Every health provider has their own level of tolerance for recovery time. Some will profit from making periodic backups of their servers on the cloud. Others need continuous coverage.
The coverage plan you want depends upon the cost of losing IT functionality.
For some businesses, the choice is easy. We have a client in manufacturing, and it costs them hundreds of thousands of dollars per hour of inoperability. They can never afford to lose Internet access, so they have three Internet Service Providers: one T1, one cable, and one fiber.
They also have their own power generator and multiple phone line carriers to ensure continuous communication. If anything threatens to interrupt their service, then the director of IT is immediately on the phone with us. He has a high level of urgency because he knows how much money his company stands to lose.
So what does it cost you for your IT operations to go down? The value gives you a sense of how much IT recovery is worth. Then, you can choose the plan that makes the most sense.
You pay to reduce recovery time, incrementally.
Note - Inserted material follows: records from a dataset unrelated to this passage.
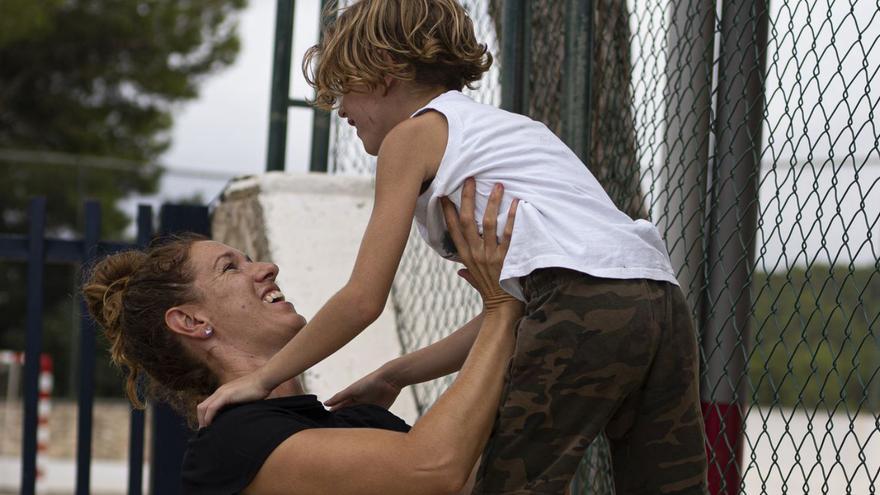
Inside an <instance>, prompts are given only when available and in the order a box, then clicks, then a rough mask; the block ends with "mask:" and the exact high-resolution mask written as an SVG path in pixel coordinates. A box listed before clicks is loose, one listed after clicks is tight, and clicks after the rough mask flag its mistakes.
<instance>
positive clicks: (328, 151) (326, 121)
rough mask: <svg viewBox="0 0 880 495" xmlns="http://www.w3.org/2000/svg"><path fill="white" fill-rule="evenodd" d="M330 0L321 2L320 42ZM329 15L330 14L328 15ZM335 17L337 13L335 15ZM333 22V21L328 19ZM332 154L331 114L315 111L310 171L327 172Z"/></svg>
mask: <svg viewBox="0 0 880 495" xmlns="http://www.w3.org/2000/svg"><path fill="white" fill-rule="evenodd" d="M329 3H330V1H329V0H321V16H322V17H321V20H320V21H319V23H321V25H320V26H319V31H318V32H319V33H320V34H319V35H318V36H319V38H318V40H319V42H320V41H321V40H323V38H324V30H323V29H322V28H323V22H322V21H323V20H324V19H323V15H324V13H325V12H326V8H327V4H329ZM328 14H329V13H328ZM333 17H335V13H334V14H333ZM327 20H328V21H329V20H332V19H327ZM329 152H330V112H328V111H325V110H319V109H317V108H316V109H315V112H314V115H313V117H312V156H311V164H310V165H309V170H311V171H312V172H327V158H328V156H329Z"/></svg>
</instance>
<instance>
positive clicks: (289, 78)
mask: <svg viewBox="0 0 880 495" xmlns="http://www.w3.org/2000/svg"><path fill="white" fill-rule="evenodd" d="M293 10H294V0H278V6H277V8H276V11H275V12H276V13H275V55H274V60H273V64H272V98H271V102H270V104H269V146H268V153H267V156H266V170H267V171H269V170H284V161H285V152H286V148H287V112H288V101H289V100H290V97H289V95H290V59H291V57H292V55H293Z"/></svg>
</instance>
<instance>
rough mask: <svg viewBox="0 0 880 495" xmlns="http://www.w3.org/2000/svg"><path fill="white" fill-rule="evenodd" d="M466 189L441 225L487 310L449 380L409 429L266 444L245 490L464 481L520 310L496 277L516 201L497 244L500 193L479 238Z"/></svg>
mask: <svg viewBox="0 0 880 495" xmlns="http://www.w3.org/2000/svg"><path fill="white" fill-rule="evenodd" d="M473 194H474V187H473V183H470V185H467V184H466V186H465V189H464V192H463V195H462V212H461V222H462V223H463V224H464V228H463V229H460V228H459V227H457V226H456V225H455V224H456V222H457V220H454V219H452V218H450V215H452V213H447V223H448V224H449V227H450V233H451V234H452V236H453V239H454V240H455V241H456V245H457V247H458V249H459V252H460V253H461V254H462V260H463V261H464V262H465V264H466V266H467V267H468V270H469V272H470V276H471V280H472V283H473V284H474V286H475V287H477V288H478V290H479V291H480V293H481V296H482V297H483V301H484V308H485V309H484V317H483V320H482V323H481V325H480V331H479V335H478V336H477V338H476V341H475V342H474V345H473V347H472V349H471V352H470V354H469V355H468V357H467V359H466V360H465V363H464V365H463V366H462V369H461V373H459V375H458V377H457V379H456V380H455V382H454V383H453V384H452V386H451V387H450V388H449V389H448V390H447V391H446V392H445V393H444V394H443V395H442V396H441V397H440V398H439V399H438V400H437V402H436V403H435V404H434V406H433V407H432V408H431V409H430V410H429V411H428V412H427V413H426V414H425V415H424V416H423V417H422V418H421V419H420V420H419V421H418V422H417V423H416V424H415V425H414V426H413V428H412V430H411V431H410V432H409V433H397V432H390V431H383V430H374V429H312V430H305V431H302V432H299V433H297V434H295V435H293V436H291V437H290V438H288V439H287V440H285V441H284V442H282V443H281V445H279V446H278V447H277V448H276V449H275V450H274V451H273V452H272V454H271V455H270V456H269V458H268V459H267V460H266V462H265V463H264V464H263V466H262V468H261V469H260V471H259V473H258V474H257V476H256V478H255V479H254V480H253V482H252V483H251V485H250V486H249V487H248V489H247V490H246V493H256V494H273V493H297V494H312V493H314V494H325V493H335V494H340V495H346V494H352V495H353V494H364V495H368V494H382V495H386V494H387V495H394V494H411V493H419V494H426V495H429V494H435V493H436V494H452V493H457V492H459V491H460V490H461V489H462V487H463V486H464V484H465V482H466V480H467V478H468V475H469V474H470V473H471V470H472V468H473V466H474V464H475V463H476V461H477V459H478V457H479V454H480V451H481V450H482V448H483V446H484V445H485V442H486V440H487V439H488V436H489V433H490V431H491V426H492V423H493V421H494V419H495V411H496V409H497V407H498V403H499V401H500V398H501V390H502V387H503V384H504V373H505V369H506V368H507V366H506V365H507V363H508V361H509V359H510V357H511V355H512V353H513V347H514V335H513V334H514V332H513V327H514V325H515V324H516V321H517V320H518V319H519V317H520V316H521V314H522V305H521V303H520V302H519V301H516V300H515V299H514V298H513V297H511V296H509V295H507V294H506V293H504V292H503V291H502V290H501V288H500V286H498V282H497V280H498V275H499V274H500V270H501V268H500V267H501V262H503V258H504V254H506V249H507V246H508V245H509V237H510V232H512V229H513V214H514V211H515V206H512V207H511V211H510V213H509V214H508V222H507V227H506V229H505V235H504V238H503V240H502V242H501V243H500V244H498V243H497V241H496V239H495V227H494V217H492V218H493V220H491V221H490V220H489V219H488V218H489V216H490V215H494V214H496V213H497V211H498V204H499V199H500V194H496V193H494V192H493V195H492V197H490V202H489V207H488V208H487V217H486V218H484V220H485V221H484V231H485V232H486V234H485V242H483V239H480V236H479V234H478V233H477V231H476V225H475V223H474V221H473V209H472V206H473ZM468 203H469V204H470V208H468ZM444 209H446V206H444ZM468 214H469V215H470V216H469V217H468ZM459 230H462V231H461V232H458V231H459ZM465 243H466V245H463V244H465ZM471 253H473V255H472V254H471Z"/></svg>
When the cost of downtime becomes large enough, your company should purchase a continuous data-protection plan. The main feature of continuous protection is simple: no matter what occurs, you know your data services will continue to function.
Continuous data-protection captures every change on your network, both on-premise and in the cloud. An image of the network is stored off-site and updated continuously. If you have a file that was accidentally deleted, it can be recovered instantaneously. That happens on both a file level and on an imaging level.
Every business needs to ask itself, what is the cost and value of creating a continuous business model, and does the cost justify that value?